Je n’ai pas encore parlé de deux hommes qui ont eu sur le négus Théodore une grande influence, que quelques écrivains ont même exagérée. C’étaient deux Anglais, MM. James Bell et Walter Metcalfe Plowden. Ce dernier avait été nommé consul d’Angleterre à Gondar, et avait conclu en 1849 un traité de commerce avec ras Ali.

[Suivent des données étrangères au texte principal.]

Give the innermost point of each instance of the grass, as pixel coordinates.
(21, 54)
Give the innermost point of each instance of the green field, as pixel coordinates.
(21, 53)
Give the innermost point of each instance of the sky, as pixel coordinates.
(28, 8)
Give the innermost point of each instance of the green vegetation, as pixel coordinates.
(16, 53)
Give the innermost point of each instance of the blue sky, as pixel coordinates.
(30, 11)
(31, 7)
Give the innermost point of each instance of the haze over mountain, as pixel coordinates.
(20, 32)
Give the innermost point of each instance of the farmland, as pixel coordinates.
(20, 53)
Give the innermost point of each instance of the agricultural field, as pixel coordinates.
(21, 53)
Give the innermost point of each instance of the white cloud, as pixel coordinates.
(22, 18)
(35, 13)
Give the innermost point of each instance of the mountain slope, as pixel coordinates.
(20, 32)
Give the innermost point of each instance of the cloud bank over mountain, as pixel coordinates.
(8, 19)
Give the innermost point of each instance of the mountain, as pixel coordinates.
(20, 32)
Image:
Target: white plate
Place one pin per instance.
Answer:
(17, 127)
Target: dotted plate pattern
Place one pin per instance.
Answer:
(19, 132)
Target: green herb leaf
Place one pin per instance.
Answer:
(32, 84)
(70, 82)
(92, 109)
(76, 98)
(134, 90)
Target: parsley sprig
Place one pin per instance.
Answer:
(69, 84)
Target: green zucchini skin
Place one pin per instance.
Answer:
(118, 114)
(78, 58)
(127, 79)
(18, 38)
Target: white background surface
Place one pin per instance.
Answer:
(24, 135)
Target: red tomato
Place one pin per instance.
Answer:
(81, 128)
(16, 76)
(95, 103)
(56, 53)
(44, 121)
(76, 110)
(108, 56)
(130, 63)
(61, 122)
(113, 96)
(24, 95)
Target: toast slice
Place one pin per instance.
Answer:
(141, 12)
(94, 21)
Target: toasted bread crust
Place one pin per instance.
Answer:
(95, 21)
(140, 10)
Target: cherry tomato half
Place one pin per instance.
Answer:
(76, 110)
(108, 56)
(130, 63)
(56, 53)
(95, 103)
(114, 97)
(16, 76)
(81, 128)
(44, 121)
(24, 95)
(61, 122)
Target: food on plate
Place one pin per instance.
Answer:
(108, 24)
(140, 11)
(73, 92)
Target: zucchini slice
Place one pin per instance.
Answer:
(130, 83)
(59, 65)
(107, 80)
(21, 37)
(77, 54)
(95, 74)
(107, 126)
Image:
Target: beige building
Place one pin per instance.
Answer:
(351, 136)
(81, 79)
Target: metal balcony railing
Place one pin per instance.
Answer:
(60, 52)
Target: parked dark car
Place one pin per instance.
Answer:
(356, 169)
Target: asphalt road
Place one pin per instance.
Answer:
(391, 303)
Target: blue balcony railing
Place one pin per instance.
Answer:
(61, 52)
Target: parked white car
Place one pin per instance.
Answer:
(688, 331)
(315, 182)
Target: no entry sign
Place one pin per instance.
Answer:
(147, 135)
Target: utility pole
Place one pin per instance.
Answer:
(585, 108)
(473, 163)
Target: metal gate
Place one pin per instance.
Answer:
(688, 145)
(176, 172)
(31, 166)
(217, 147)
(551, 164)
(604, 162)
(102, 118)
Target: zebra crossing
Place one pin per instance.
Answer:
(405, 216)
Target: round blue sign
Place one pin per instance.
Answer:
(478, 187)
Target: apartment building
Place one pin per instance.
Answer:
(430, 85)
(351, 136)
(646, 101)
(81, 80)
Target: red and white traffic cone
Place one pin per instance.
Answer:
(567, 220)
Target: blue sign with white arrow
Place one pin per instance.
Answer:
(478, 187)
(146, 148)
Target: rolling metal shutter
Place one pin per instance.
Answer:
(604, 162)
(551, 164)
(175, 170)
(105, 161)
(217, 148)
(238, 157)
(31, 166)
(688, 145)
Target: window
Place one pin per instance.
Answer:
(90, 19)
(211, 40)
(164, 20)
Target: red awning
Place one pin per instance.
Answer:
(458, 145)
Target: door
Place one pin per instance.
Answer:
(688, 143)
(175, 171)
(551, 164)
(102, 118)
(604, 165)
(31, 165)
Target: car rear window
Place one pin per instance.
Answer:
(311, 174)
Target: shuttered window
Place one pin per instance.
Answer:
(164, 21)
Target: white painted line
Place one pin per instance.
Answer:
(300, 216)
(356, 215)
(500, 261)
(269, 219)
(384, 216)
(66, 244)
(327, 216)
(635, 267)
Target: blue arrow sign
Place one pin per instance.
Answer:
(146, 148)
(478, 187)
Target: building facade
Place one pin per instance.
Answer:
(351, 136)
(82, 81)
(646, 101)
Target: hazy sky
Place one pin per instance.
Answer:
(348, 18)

Il avait de bonne heure deviné les hautes destinées de Kassa et s’était attaché à lui, le suivant partout, vivant en partie de ses libéralités, sans invoquer jamais son titre officiel de consul, car l’ombrageuse méfiance des Abyssins ne le lui eût pas permis. « Nous ne voulons pas, disait en 1856 un chef abyssin au consul de France de Massaoua, laisser les consuls étrangers se créer comme des états séparés dans notre empire. Nous avons bien reçu M. Plowden voyageur : on a dit qu’il est consul ; mais, s’il avait invoqué les privilèges de son titre (ajoutait ce chef avec la jactance particulière à sa nation), il n’eût pas vécu vingt-quatre heures[1]. »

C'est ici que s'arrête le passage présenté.